Been reading a lot of good things about this stick - definitely need to give it a try. Great review & pics!


----------



## SmoknTaz (Jun 18, 2008)

Nice info, thanks for sharing.


----------



## Akaike (Sep 12, 2008)

Wow, nice ash huh?? And nice and big ashtray too...hehehe. Great beer too.


----------



## karmaz00 (Dec 5, 2007)

very nice. cant wait to try one myself


----------



## big04deuce (May 16, 2008)

Thanks for the review and pics! Think I am going to grab some of these!


----------



## Redbeard (Aug 7, 2006)

big04deuce said:


> Thanks for the review and pics! Think I am going to grab some of these!


for sure, was a great gar IMO ..get em!


----------



## MaduroLvr (Sep 19, 2008)

Perhaps you should have taken the label off before you lit up? However, that would have certainly taken away from the photogenic aspect of the stick.  Nice pics and sweet review- I may have to try one!


----------



## Redbeard (Aug 7, 2006)

MaduroLvr said:


> Perhaps you should have taken the label off before you lit up? However, that would have certainly taken away from the photogenic aspect of the stick.  Nice pics and sweet review- I may have to try one!
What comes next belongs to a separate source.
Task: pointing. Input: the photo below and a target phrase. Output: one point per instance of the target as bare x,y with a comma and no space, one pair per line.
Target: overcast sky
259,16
yes! i should have, im an idiot. i like to smoke with the damn bands on tho :biggrin: gets me everytime on the ash tho :helloooo: someday i will learn tho...someday heheh. :baffled:


----------



## eggwhites (Apr 20, 2008)

Looks tasty. Can't wait to get my hands on some.


----------



## amateurke (Mar 28, 2008)

Nice review!! I have to give it a try... if I can get my hands on one!!


----------



## Redbeard (Aug 7, 2006)

Akaike said:


> Wow, nice ash huh?? And nice and big ashtray too...hehehe. Great beer too.


yes, chuck aka happy1 hooked me up with that rad tray !! a very nice botl right there. his day will come :sorry:


----------



## Vic81 (Aug 2, 2008)

looks great, I'll have to find a 5 pack on those!!


----------



## aracos-cl (Mar 2, 2008)

Vic81 said:


> looks great, I'll have to find a 5 pack on those!!


I know a couple of places in town that carry them


----------



## Vic81 (Aug 2, 2008)

aracos said:


> I know a couple of places in town that carry them


aight Lonnie - don't hold out on me.....hook me up, where do I go???:redface:


----------



## aracos-cl (Mar 2, 2008)

Vic81 said:


> aight Lonnie - don't hold out on me.....hook me up, where do I go???:redface:


IIRC, I do beleive Puff N Stuff on Lawrencevile Hwy right off 285 has them. As does Cigar Outlet on Indian Trail and 85... Selective (on P'tree Ind) may have them... Not sure about stores on your side of town...

Online I would try Robbie @ Cordova Cigars http://www.cordovacigars.com/
He is a great BOTL, just tell him I sent ya  He still may sell to you after that... 
Or try Silo http://silocigars.com/


----------



## DBCcigar (Apr 24, 2008)

Great review! Thanks!


----------



## Vic81 (Aug 2, 2008)

aracos said:


> IIRC, I do beleive Puff N Stuff on Lawrencevile Hwy right off 285 has them. As does Cigar Outlet on Indian Trail and 85... Selective (on P'tree Ind) may have them... Not sure about stores on your side of town...
> 
> Online I would try Robbie @ Cordova Cigars http://www.cordovacigars.com/
> He is a great BOTL, just tell him I sent ya  He still may sell to you after that...
> Or try Silo http://silocigars.com/


aight, this means I am going to see my mom this weekend, she lives across the street from Puff N Stuff.........usually she comes out to Marietta, but this is a special case :eeek:


----------



## LittleG (Aug 24, 2008)

Anybody know where I can get this in Illinois?


----------



## Redbeard (Aug 7, 2006)

wish i had one to smoke tonight!! man


----------



## happy1 (Jun 29, 2007)

Nice review Chad,looks good in that tray


----------



## Redbeard (Aug 7, 2006)

happy1 said:


> Nice review Chad,looks good in that tray


heck yah it does !!! have you gotten to try one yet?


----------



## JoeyBear (Jul 31, 2007)

Thanks for the review, Chad. If I can find them, I'll pick up a few.


----------



## EKGOTSKILLZZ (Jun 17, 2008)

nice hit!


----------



## Redbeard (Aug 7, 2006)

wish i was smoking one of these right now , but im kid sitting lol so i cant


----------



## MaduroSmoke (Sep 21, 2008)

wow nice gar bro......gonna have to find me one of those!


----------